AI’s complicated role in scientific discovery
The combination of masses of data and computing power, combined with powerful methods for spotting patterns known as neural networks, are fast transforming the scientific landscape. These technologies, often described as artificial intelligence, are helping scientists in fields as diverse as understanding the evolution of stars and boosting drug discovery.
But this transformation isn’t without its risks. In a recent study, researchers for a drug discovery company said that with only small tweaks, their drug discovery algorithm could generate toxic molecules like the VX nerve agent—and others, unknown to science, that could be even more deadly. “We have spent decades using computers and AI to improve human health—not to degrade it,” the researchers wrote. “We were naive in thinking about the potential misuse of our trade.”
For its part, DeepMind says it has carefully considered the risks of releasing the AlphaFold database to the public, saying it had made the decision after consulting with more than 30 experts in bioethics and security. “The assessment came back saying that [with] this release, the benefits far outweigh any risks,” Hassabis, DeepMind’s CEO, told TIME at a briefing with reporters on Tuesday.
Hassabis added that DeepMind had made some adjustments in response to the risk assessment, to be “careful” with the structure of viral proteins. A DeepMind spokesperson later clarified that viral proteins had been excluded from AlphaFold for technical reasons, and that the consensus among experts was that AlphaFold would not meaningfully lower the barrier to entry for causing harm with proteins.
The risks of making it possible for anybody to determine the 3D structure of a protein are far lower than the risk of allowing anybody access to a drug discovery algorithm, according to Ewan Birney, the director of the European Bioinformatics Institute, which partnered with DeepMind on the research. Even if AlphaFold were to facilitate a bad actor to design a dangerous compound, the same technology in the hands of the scientific community at large could be a force-multiplier for efforts to design antidotes or vaccines. “I think, like all risks, you have to think about the balance here and the positive side,” Birney told reporters Tuesday. “The accumulation of human knowledge is just a massive benefit. And the entities which could be risky are likely to be a very small handful. So I think we are comfortable.”

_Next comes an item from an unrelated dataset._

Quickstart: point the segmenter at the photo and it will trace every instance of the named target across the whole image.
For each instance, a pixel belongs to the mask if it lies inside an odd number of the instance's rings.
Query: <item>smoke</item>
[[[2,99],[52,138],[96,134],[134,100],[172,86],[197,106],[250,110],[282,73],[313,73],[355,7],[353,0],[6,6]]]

But DeepMind acknowledges the balance of risks may play out differently in the future. Artificial intelligence research has long been characterized by a culture of openness, with researchers at competing labs often sharing their source code and results publicly. But Hassabis indicated to reporters on Tuesday that as machine learning makes greater headway into other potentially more-risky areas of science, that open culture may need to narrow. “Future [systems], if they do carry risks, the whole community would need to consider different ways of giving access to that system—not necessarily open sourcing everything—because that could enable bad actors,” Hassabis said.
“Open-sourcing isn’t some sort of panacea,” Hassabis added. “It’s great when you can do it. But there are often cases where the risks may be too great.”